Oritani Financial Corp. Commences Syndicated Community Offering and Increases Purchase Limitations


TOWNSHIP OF WASHINGTON, N.J., June 11, 2010 (GLOBE NEWSWIRE) -- Oritani Financial Corp., a federal corporation (Nasdaq:ORIT), announced today that Oritani Financial Corp., the newly formed Delaware corporation and proposed holding company for Oritani Bank ("Oritani-Delaware"), has commenced the syndicated community offering portion of the second step conversion to sell shares of common stock not subscribed for in the subscription offering or the community offering to the general public at $10.00 per share. Stifel, Nicolaus & Company, Incorporated is acting as sole book-running manager for the syndicated community offering. Sandler O'Neill & Partners, L.P. and Sterne, Agee & Leach, Inc. are acting as co-managers for the syndicated community offering. The syndicated community offering will be conducted on a best efforts basis and none of the members of the syndicate group are required to purchase any shares in the offering.

In addition, Oritani Financial Corp. announced that Oritani-Delaware has filed prospectus supplements with the Securities and Exchange Commission increasing the maximum purchase limitation from 50,000 shares ($500,000) to 150,000 shares ($1.5 million) for individual purchasers and from 100,000 shares ($1.0 million) to 800,000 shares ($8.0 million) for purchasers acting together with others, in all categories of the offering combined. Consistent with the prospectus dated May 10, 2010, the only persons who will be resolicited are those who subscribed for the maximum purchase limit in the subscription offering and indicated on the stock order form a desire to purchase additional shares if the maximum purchase limits were increased. Any increased orders with full payment will be due by 12:00 noon, Eastern Time, on June 18, 2010. All other eligible subscribers and community members who properly completed and timely submitted a stock order form will be allocated the number of shares of common stock requested in their stock order form.
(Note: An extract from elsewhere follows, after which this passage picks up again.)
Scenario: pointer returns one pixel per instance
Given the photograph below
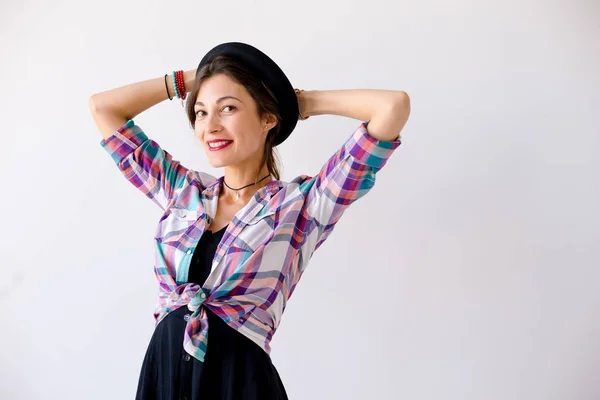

The completion of the conversion and offering is subject to, among other things, selling a minimum of 33,150,000 shares in the offering, the receipt of all necessary final regulatory approvals, the receipt of the approval of the depositors of Oritani Bank as of April 30, 2010, and receipt of the approval of the stockholders of Oritani Financial Corp. as of May 5, 2010.

Forward Looking Statements -- This release may contain certain "forward looking statements" within the meaning of the Private Securities Litigation Reform Act of 1995, and may be identified by the use of such words as "believe," "expect," "anticipate," "should," "planned," "estimated," and "potential." Examples of forward looking statements include, but are not limited to, estimates with respect to the financial condition, results of operations and business of Oritani-Delaware, Oritani Financial Corp. and Oritani Bank that are subject to various factors which could cause actual results to differ materially from these estimates. These factors include, but are not limited to, general economic and market conditions, legislative and regulatory conditions, changes in interest rates that affect Oritani Bank's interest rate spread, changes in deposit flows, loan demand or real estate values and other economic, governmental, competitive, regulatory and technological factors that may affect Oritani-Delaware, Oritani Financial Corp. and Oritani Bank's operations.

A registration statement relating to these securities has been filed with the United States Securities and Exchange Commission. This press release is neither an offer to sell nor a solicitation of an offer to buy common stock. The offer will be made only by means of the written prospectus forming part of the registration statement (and, in the case of the subscription offering, an accompanying stock order form).

Oritani Financial Corp. has filed a proxy statement/prospectus concerning the conversion with the SEC. Stockholders of Oritani Financial Corp. are urged to read the proxy statement/prospectus because it contains important information. Investors are able to obtain all documents filed with the SEC by Oritani Financial Corp. free of charge at the SEC's website, www.sec.gov. In addition, documents filed with the SEC by Oritani Financial Corp. are available free of charge from the Corporate Secretary of Oritani Financial Corp. at Oritani Financial Corp., 370 Pascack Road, Township of Washington, New Jersey 07676, Attention: Corporate Secretary.

The directors, executive officers, and certain other members of management and employees of Oritani Financial Corp. are participants in the solicitation of proxies in favor of the conversion from the stockholders of Oritani Financial Corp. Information about the directors and executive officers of Oritani Financial Corp. is included in the proxy statement/prospectus filed with the SEC.

The shares of common stock are not savings accounts or savings deposits, may lose value and are not insured by the Federal Deposit Insurance Corporation or any other government agency.